Fried on Miers

My constitutional law professor weighs in on the Miers nomination, and unsurprisingly, his views and priorities are about the same as my own on the perils of a Justice who can’t write:

A justice without the strength of mind to pick her way through these intricacies and the skill to explain her decisions in understandable and compelling prose suited to those intricacies will flounder in a number of ways that would be disastrous for the law. Such a justice might rely on instincts undisciplined by clear analysis and therefore over time spin a web of confusion which increasingly will entangle that justice, the justice’s colleagues and a perplexed public. Or that justice might fall under the sway of one or more of his or her colleagues and so disappoint the expectation that a fresh and independent mind has been added to the court.
Worse still, if the justice cannot write then someone is going to have to do that writing for the justice, and that will inevitably be the justice’s law clerks. Those law clerks almost to a person are wizards at untangling legal puzzles and masters at setting out the answers in precise if usually turgid and uncompelling prose. But they are also young graduates without wisdom, experience, or a constitutional mandate to help run the country.
Unfortunately over its history the Supreme Court has had its share of intellectually inadequate, wavering, incoherent, absurdly stubborn, or clerk-driven justices.
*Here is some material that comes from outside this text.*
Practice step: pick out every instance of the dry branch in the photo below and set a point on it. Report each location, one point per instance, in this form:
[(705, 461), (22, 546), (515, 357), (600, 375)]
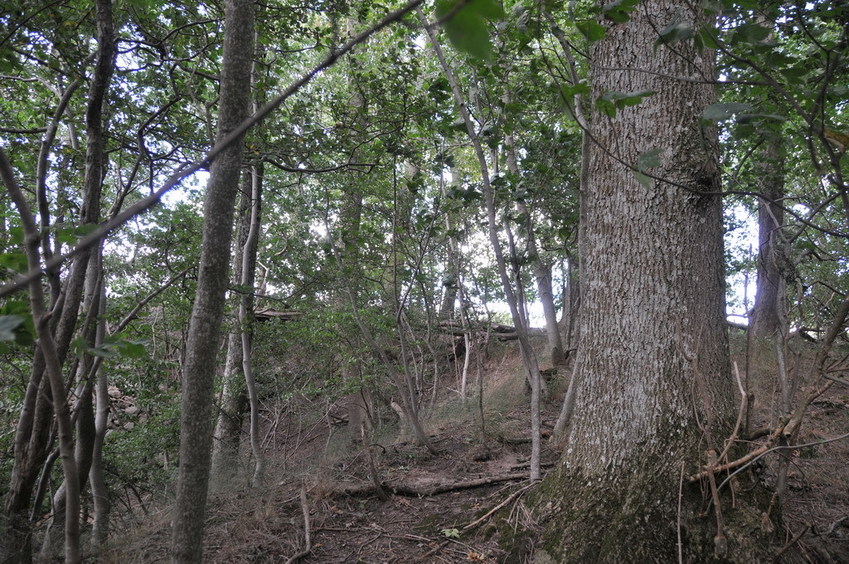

Via Instapundit. Read the whole thing.

One thought on “Fried on Miers”

  1. Well said. The real problem is the cult of ignorance that seems to permeate this country. You see it everywhere. The idea of chosing someone as a Supreme Court Justice who cannot write can only be attributed to someone who has no understanding that a lawyer (and I am not one, but my wife is) realizes every word counts –no not as something you charge when writing by the hour, but that every nuance has meaning in some way, and when a Supreme writes, those nuances translate into something that affects many undreds of millions of people.
    That ignorance cult translates into many areas. By cult, I mean too many people who seem proud of thier ignorance. A new poll showing a large nubmer of people don’t “agree with the theory of evolution.” Sadly, that ignorance doesn’t understand that “theory” in a scientific treatise is not simply an idea or opinion, and more than Theory of Relativity or Theory of Gravity is. Evolution works whether you believe it or not–that is what science is.
    Ben Franklin, who many people seem to treat as a fairly sharp grandfatherly type, dealt with it as well. Among his many acheivments, Franklin (who was probably a genius on the Leonardo level-one of the Palace Magicians that Einstein, Newton and few others get to) was the well known invention of the lightning rod. What everyone forgets is how many clergymen damned that invention, claiming it impugned God’s wrath. They also insisted those “devil rods” would never be put on church steeples. The real problem was those churches were used to hold all sorts of valuables, up to and including gunpowder. You can guess the results.
    Ignorance in not realizing that history is important, that too many people, including many presidents thought history unimportant, stayed ignorant, and royally screwed up. Reagan was not one of them, and proved to be, as we know, a remarkable president; the current Bush is not; Reagan kept things simple, but was not ignorant, he simply distilled facts down to basic levels where it was easier to make a quick decision, something most excellent commanders do.
    Admiral Spruance was like that; his alternate, Halsey was not. Halsey got better press, Spruance was a afar superior navval officer.